Dodds is sure things will be better in the new season and is certain the club will be in the mix for promotion.

He said: "If players think they can come here just to earn a right few bob then they are wrong. Those days have gone.

"We have a strict budget to work within and we will do that.

"We missed out on Gavin Skelton from Kilmarnock but we've managed to sign two players - keeper Scott Fox from Queen of the South and Dominic Shimmin from Morton - and we will add a few more.

"The club is very professional and we're geared for the SPL. We have breakfast and lunch together and we have first-class technology to help the coaching staff and the players.

"At other clubs in the First Division the players still have to take home their training gear and wash it.

"I'd expect us to be up there challenging for promotion and our aim is to get back into the SPL. We have a great fanbase and they will support us this season. But there will be competition from clubs like Falkirk, Dunfermline, Partick Thistle and Ross County.

"We would have loved to have made it last season but for a number of reasons things just didn't work out. I'm not going to make accusations against any one person or other people but we do know what's required to put things right."

Dodds gave up a comfortable career in the media to go back into full-time football after he parted company with Dundee United as caretaker manager in January, 2006.

He said: "I could have taken the easy option and stayed with the BBC. On a Saturday I'd put the headphones on at 2pm and be finished by 5.30. I'd go home, have a bottle of wine, a takeaway and watch Match of the Day and the Football League show.

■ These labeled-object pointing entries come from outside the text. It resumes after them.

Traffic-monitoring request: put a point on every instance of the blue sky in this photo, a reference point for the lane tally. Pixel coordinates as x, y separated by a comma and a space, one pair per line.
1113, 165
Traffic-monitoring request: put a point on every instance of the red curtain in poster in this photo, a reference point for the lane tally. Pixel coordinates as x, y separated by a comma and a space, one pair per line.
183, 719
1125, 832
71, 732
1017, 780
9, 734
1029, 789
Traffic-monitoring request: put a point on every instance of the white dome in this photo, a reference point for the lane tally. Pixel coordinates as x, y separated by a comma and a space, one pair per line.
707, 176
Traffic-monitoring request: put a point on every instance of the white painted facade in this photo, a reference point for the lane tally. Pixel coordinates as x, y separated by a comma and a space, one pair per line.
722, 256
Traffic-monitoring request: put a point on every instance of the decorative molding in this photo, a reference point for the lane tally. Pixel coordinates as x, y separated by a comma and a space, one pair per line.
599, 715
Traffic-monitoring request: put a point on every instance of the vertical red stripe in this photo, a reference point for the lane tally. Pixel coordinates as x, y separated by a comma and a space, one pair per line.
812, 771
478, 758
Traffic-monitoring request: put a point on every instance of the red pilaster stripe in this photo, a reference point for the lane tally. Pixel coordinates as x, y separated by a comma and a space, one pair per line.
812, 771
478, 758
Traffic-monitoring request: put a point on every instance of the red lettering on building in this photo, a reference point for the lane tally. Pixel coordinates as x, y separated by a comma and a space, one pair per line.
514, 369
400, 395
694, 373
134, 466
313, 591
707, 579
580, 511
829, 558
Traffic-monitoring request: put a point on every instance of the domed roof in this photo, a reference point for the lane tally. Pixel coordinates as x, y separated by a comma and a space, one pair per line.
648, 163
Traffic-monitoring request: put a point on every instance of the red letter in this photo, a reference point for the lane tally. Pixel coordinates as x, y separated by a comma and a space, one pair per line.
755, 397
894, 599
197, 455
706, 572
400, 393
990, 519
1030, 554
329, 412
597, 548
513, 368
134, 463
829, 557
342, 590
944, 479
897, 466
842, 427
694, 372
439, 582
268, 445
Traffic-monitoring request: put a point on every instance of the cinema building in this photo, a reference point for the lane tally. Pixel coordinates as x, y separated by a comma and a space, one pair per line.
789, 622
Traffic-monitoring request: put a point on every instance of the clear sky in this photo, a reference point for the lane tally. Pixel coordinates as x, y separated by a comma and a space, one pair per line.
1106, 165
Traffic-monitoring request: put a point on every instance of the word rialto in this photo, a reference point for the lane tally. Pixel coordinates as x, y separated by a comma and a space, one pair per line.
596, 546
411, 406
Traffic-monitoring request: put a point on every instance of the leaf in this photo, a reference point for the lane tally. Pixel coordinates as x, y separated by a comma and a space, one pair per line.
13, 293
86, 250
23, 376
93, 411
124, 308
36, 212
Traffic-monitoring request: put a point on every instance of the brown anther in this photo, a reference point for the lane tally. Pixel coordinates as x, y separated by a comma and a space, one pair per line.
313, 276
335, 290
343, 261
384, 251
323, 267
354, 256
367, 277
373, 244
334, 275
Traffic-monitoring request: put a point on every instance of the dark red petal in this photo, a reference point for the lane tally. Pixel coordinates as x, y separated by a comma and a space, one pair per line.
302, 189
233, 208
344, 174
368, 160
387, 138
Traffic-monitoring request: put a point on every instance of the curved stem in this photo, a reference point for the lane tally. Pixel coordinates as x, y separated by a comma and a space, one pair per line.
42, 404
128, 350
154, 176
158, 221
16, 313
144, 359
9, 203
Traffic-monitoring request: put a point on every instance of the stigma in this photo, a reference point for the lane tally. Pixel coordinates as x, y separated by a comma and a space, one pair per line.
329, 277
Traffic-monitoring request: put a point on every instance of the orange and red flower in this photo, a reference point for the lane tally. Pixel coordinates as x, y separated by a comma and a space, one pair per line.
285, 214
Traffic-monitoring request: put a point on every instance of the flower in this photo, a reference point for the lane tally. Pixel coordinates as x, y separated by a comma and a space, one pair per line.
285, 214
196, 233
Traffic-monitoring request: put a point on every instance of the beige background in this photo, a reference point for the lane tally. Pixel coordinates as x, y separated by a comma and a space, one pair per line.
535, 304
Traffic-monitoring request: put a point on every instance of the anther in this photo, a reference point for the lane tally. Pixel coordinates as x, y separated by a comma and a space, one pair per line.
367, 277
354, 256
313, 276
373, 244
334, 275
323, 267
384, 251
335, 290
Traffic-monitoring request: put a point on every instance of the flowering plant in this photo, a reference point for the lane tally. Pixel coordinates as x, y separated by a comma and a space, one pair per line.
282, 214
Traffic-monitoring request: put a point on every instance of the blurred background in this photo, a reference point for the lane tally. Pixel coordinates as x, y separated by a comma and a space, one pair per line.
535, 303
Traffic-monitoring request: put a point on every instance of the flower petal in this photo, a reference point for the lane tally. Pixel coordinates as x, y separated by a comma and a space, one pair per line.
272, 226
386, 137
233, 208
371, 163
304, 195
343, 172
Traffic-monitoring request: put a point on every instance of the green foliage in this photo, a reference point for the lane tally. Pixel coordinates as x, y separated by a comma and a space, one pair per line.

"Now, I have two glasses of wine and I'm asleep on the couch by 10pm. That's how tired I am, that's how much you put into your week.

"But it's what I want. I love the game and I want to be there to try to help improve the players at Dundee and bring success to the club.

"I sometimes found the media work frustrating because I could see things at games I wanted to change but all I could was talk about it. Now I'm in a job where I have an input to change things.

"We will work hard to get it right and I have a lot of belief in Gordon Chisholm "We're into our preparation for games and making the sure the players are fully informed about the opposition. We're meticulous when it comes to that side of it.

"But it all comes down to what you do on a match day and we will have the players organised and have their confidence lifted for the new season.

"We have a great chance of going up and we have to show week in, week out we have the ability to do it."